Her daughter came home from work to find her mother missing, though Melissa’s car was still outside. Surveillance video showed Melissa leaving the John Dunn Shops in Taos, and later she was reported walking alone on Highway 518 in Talpa.
Family told The Taos News they don’t believe Casias would have left her family and that she was very close to her daughter.
Anthony Chavez, 78, a retired Los Alamos National Laboratory employee, was reported missing in 2025. Citing a family friend,
according to the Los Alamos Reporter, he was physically fit and “intellectually engaged,” and his disappearance is “out of character.”
Los Alamos National Laboratory, operated by the U.S. Department of Energy in New Mexico, is a national security research facility focused on nuclear deterrence, scientific research, and technology related to energy, defense, and global security.
William Neil McCasland, 68, a retired U.S. Air Force major general and former Air Force Research Laboratory commander, went missing on February 27, 2026. Authorities say he left home on foot, leaving his cellphone and wallet behind. His wife
said he was at some risk, but not due to dementia.
“He was not confused and disoriented,” she said. She dismissed rumors that his disappearance was linked to UFO secrets, joking on Facebook that perhaps "aliens beamed him up to the mothership," though none had been spotted over the Sandia Mountains.
Steven Garcia, 47, has been listed as missing since August 2025. Garcia worked as a property custodian at the Kansas City National Security Campus, which manufactures 80 percent of the non-nuclear components used in the nuclear stockpile.

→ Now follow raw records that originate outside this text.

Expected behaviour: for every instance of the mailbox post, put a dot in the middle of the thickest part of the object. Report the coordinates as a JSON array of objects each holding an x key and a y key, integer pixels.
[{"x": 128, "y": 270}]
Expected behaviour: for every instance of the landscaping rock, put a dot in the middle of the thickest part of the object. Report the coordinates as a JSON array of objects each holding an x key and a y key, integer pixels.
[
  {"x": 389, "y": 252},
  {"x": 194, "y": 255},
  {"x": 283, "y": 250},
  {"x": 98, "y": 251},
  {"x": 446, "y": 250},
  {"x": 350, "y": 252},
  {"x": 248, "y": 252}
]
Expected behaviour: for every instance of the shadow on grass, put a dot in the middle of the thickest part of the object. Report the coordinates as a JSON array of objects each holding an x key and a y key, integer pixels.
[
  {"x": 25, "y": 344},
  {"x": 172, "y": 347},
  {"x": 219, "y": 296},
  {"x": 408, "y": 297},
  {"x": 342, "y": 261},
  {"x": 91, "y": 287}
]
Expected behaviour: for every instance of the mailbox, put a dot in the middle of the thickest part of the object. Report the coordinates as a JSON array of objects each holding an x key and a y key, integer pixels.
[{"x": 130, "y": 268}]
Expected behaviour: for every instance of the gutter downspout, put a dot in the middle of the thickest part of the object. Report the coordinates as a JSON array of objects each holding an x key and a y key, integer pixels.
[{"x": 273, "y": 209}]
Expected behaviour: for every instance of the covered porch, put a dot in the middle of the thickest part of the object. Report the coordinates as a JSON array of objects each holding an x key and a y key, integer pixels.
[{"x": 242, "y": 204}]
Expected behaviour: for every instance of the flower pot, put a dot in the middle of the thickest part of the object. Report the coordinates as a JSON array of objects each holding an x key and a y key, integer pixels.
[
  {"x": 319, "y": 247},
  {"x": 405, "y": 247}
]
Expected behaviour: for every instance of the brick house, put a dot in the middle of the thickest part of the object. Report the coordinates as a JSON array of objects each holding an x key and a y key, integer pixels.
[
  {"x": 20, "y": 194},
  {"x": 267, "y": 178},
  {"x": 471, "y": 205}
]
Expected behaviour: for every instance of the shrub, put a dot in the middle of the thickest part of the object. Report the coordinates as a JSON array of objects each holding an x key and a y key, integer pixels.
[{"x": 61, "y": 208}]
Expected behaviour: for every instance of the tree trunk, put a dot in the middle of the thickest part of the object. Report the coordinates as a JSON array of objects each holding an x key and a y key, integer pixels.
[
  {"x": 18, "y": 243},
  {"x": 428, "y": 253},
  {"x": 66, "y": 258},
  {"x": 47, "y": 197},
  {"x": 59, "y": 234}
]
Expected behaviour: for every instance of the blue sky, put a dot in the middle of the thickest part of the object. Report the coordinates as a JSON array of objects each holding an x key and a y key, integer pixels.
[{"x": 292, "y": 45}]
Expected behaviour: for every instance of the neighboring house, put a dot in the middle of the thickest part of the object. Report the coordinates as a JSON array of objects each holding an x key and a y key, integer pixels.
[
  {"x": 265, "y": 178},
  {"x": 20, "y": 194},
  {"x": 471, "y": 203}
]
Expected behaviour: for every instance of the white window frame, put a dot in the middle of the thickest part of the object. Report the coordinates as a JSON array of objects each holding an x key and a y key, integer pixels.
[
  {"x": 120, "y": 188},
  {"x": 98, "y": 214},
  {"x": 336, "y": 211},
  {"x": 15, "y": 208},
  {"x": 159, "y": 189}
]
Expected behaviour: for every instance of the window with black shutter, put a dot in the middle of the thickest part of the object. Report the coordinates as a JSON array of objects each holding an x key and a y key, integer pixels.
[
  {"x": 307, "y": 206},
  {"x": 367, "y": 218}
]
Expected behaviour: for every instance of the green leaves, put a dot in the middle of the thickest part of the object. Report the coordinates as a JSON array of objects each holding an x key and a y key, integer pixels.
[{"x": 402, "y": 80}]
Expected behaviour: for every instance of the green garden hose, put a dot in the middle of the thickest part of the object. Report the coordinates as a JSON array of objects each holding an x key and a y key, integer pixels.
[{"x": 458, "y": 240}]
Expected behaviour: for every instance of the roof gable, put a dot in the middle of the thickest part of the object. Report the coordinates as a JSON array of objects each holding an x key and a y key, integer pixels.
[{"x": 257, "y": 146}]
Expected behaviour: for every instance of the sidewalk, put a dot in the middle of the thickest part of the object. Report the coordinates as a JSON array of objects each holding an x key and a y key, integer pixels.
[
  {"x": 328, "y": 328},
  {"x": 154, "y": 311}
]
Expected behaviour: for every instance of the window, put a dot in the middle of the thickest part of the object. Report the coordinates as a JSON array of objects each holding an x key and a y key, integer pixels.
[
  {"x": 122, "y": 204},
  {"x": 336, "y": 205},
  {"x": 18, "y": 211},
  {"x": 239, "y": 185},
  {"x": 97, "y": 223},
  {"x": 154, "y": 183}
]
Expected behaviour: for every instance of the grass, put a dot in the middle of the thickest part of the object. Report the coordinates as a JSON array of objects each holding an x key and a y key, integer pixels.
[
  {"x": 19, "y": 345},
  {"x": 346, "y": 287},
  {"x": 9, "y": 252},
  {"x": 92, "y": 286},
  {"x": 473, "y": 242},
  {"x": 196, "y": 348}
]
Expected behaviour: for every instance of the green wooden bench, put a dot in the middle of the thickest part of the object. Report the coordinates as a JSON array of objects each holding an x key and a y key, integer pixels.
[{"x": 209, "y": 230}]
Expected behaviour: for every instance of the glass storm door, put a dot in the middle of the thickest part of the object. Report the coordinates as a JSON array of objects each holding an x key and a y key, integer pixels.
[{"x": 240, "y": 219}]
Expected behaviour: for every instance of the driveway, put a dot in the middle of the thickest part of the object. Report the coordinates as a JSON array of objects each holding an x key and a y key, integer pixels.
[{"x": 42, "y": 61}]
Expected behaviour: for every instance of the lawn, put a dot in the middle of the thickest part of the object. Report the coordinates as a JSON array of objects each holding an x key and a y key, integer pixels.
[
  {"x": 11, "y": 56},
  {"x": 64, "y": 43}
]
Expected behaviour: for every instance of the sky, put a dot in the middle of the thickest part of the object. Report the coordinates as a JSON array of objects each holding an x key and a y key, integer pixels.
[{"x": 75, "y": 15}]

The facility also plays an important role in the safe and secure transport of government-owned special nuclear materials, supporting the Office of Secure Transportation and the Office of Counterterrorism and Counterproliferation,
according to its website.
Deaths Cited in Reports
Nuno Loureiro, 47, a Massachusetts Institute of Technology professor specializing in fusion energy and plasma physics, was shot and killed at his home in Brookline, Massachusetts, on Dec. 15, 2025. Authorities said the suspect was Cláudio Manuel Neves Valente, a former classmate and Portuguese national. Valente also killed two students and wounded others at Brown University before dying by suicide in New Hampshire.
Carl Grillmair, 67, a California Institute of Technology astrophysicist known for discovering water on a distant planet, was fatally shot on his front porch in Llano, California, in February 2026. Grillmair’s research interests included dark matter, galactic structure, stellar populations, and exoplanets.
The suspect, Freddy Snyder, was arrested and linked to a carjacking nearby. Arraignment was delayed for Snyder, with the hearing now rescheduled for April 29,
according to Pasadena Now.
Frank Maiwald, 61, NASA Jet Propulsion Laboratory principal researcher, died July 4, 2024, in Los Angeles at age 61. Little information has been released regarding his death.
Michael David Hicks, 59, a NASA Jet Propulsion Laboratory research scientist specializing in comets and asteroids, Hicks died July 30, 2023, in California. He worked at JPL from 1998 to 2022 and contributed to major missions, including the DART, Dawn, and Deep Space 1 projects, and authored more than 80 scientific papers, according to the Division of the American Astronomical Society.
Jason Thomas, 45, a Novartis scientist from Massachusetts, was reported missing in late 2025. His body was recovered from Lake Quannapowitt in March 2026. Authorities said no foul play is suspected.